Let $L$ be a smooth function and define $J[f]:= \int_a^b L(x,f(x),f'(x)) dx$ for all smooth functions $f$.
If $f$ is an extreme point of $J$, then it satisfies the Euler-Lagrange equation for $L$: $\frac{\partial L}{\partial f}(x,f(x),f'(x)) - \frac{d}{dx} \frac{\partial L}{\partial f'}(x,f(x),f'(x)) = 0$ on $[a,b]$.
I know this result and how to prove this one.
My question is the following:
Let $M$ be another smooth function.
I know the fact that when $f$ is an extreme point of $J$ which satisfies the integral constraint $\int_a^b M(x,f(x),f'(x))dx = C$, then there exists $\lambda$ such that $\frac{\partial (L+\lambda M)}{\partial f}(x,f(x),f'(x)) - \frac{d}{dx} \frac{\partial (L+\lambda M)}{\partial f'}(x,f(x),f'(x)) = 0$ on $[a,b]$
How do I prove this?
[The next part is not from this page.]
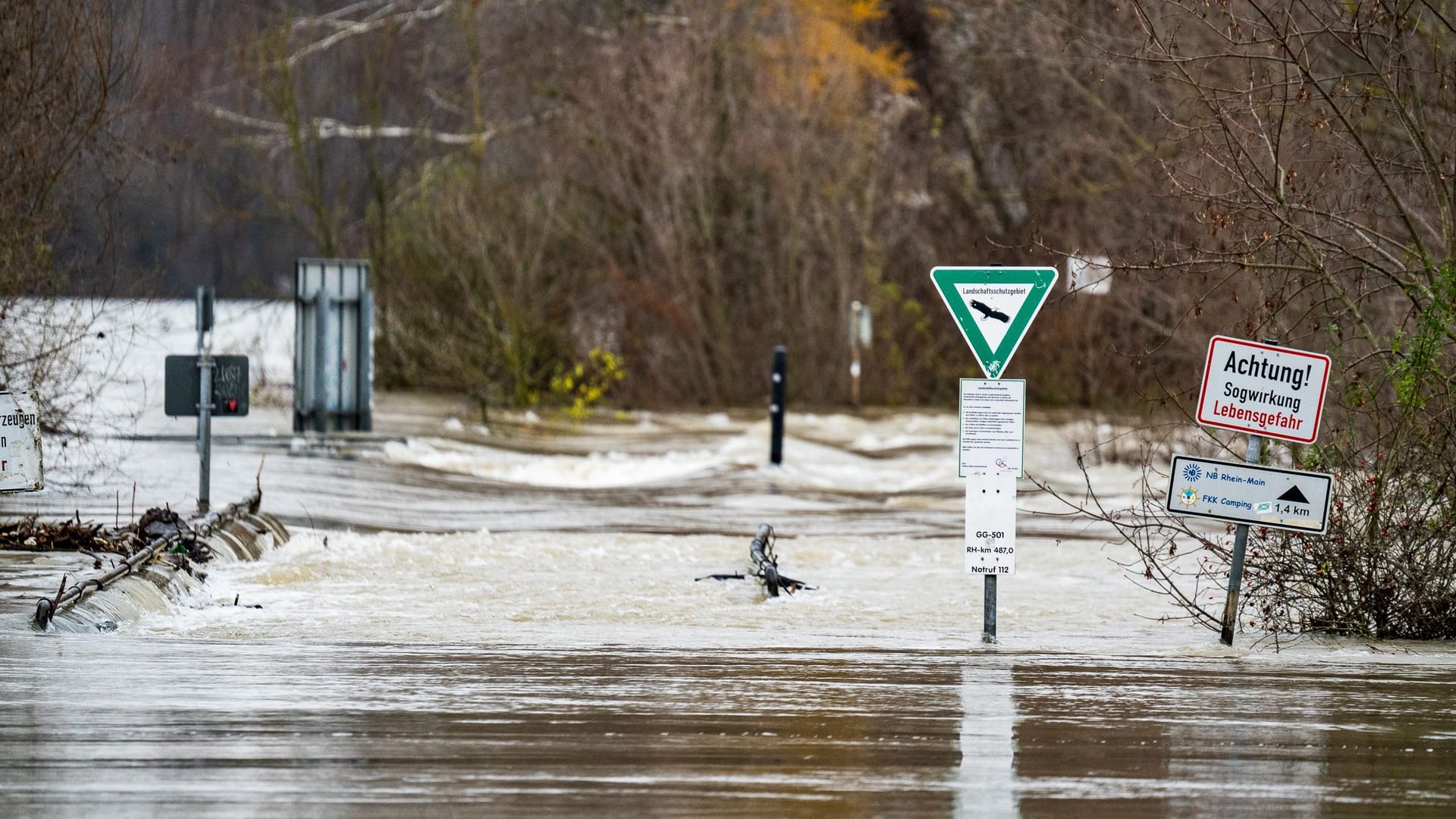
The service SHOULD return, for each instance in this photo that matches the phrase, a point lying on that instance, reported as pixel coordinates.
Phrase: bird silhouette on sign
(987, 312)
At least, please someone explains briefly why this holds true. Thank you in advance!
The goal is to reduce this to the usual result about Lagrange multipliers in two real variables. I'll change your notation from $f$ to $y$. We sort of copy the proof of the usual Euler-Lagrange equation, but adding a second "fake" parameter, and considering $y(x) +\epsilon_1\eta_1(x)+\epsilon_2\eta_2(x)$, where we have the boundary conditions$$\eta_1(a)=\eta_1(b)=\eta_2(a)=\eta_2(b) = 0,$$the parameter $\epsilon_1$ is "free" and playing the role of the "old" $\epsilon$, while $\epsilon_2$ forces $y(x) +\epsilon_1\eta_1(x)+\epsilon_2\eta_2(x)$ to satisfy the integral constraint. So we look at the problem with constraint $$\begin{cases} \min F(\epsilon_1,\epsilon_2) = \displaystyle{\int_a^b}L(x, y(x)+\epsilon_1\eta_1(x)+\epsilon_2\eta_2(x),y'(x)+\epsilon_1\eta_1'(x)+\epsilon_2\eta_2'(x))\,{\rm d}x \\ G(\epsilon_1,\epsilon_2) =\displaystyle{\int_a^b}M(x, y(x)+\epsilon_1\eta_1(x)+\epsilon_2\eta_2(x),y'(x)+\epsilon_1\eta_1'(x)+\epsilon_2\eta_2'(x))\,{\rm d}x = C\end{cases}$$Since $\epsilon_1=\epsilon_2 = 0$ will correspond to the minimum $y$ of $J$, there will be a constant $\lambda$ such that $$\nabla F(0,0) = \lambda \nabla G(0,0).$$This can be rewritten as $\nabla(F-\lambda G)(0,0) = 0$. Meaning that we consider the functional $$y \mapsto \int_a^b L(x,y(x),y'(x)) - \lambda M(x,y(x),y'(x))\,{\rm d}x$$and obtain the Euler-Lagrange equation $$\frac{\partial (L-\lambda M)}{\partial y} - \frac{{\rm d}}{{\rm d}x}\left(\frac{\partial (L-\lambda M)}{\partial y'}\right) = 0.$$See section 5.3 in Mark Kot's A First Course in the Calculus of Variations for more details.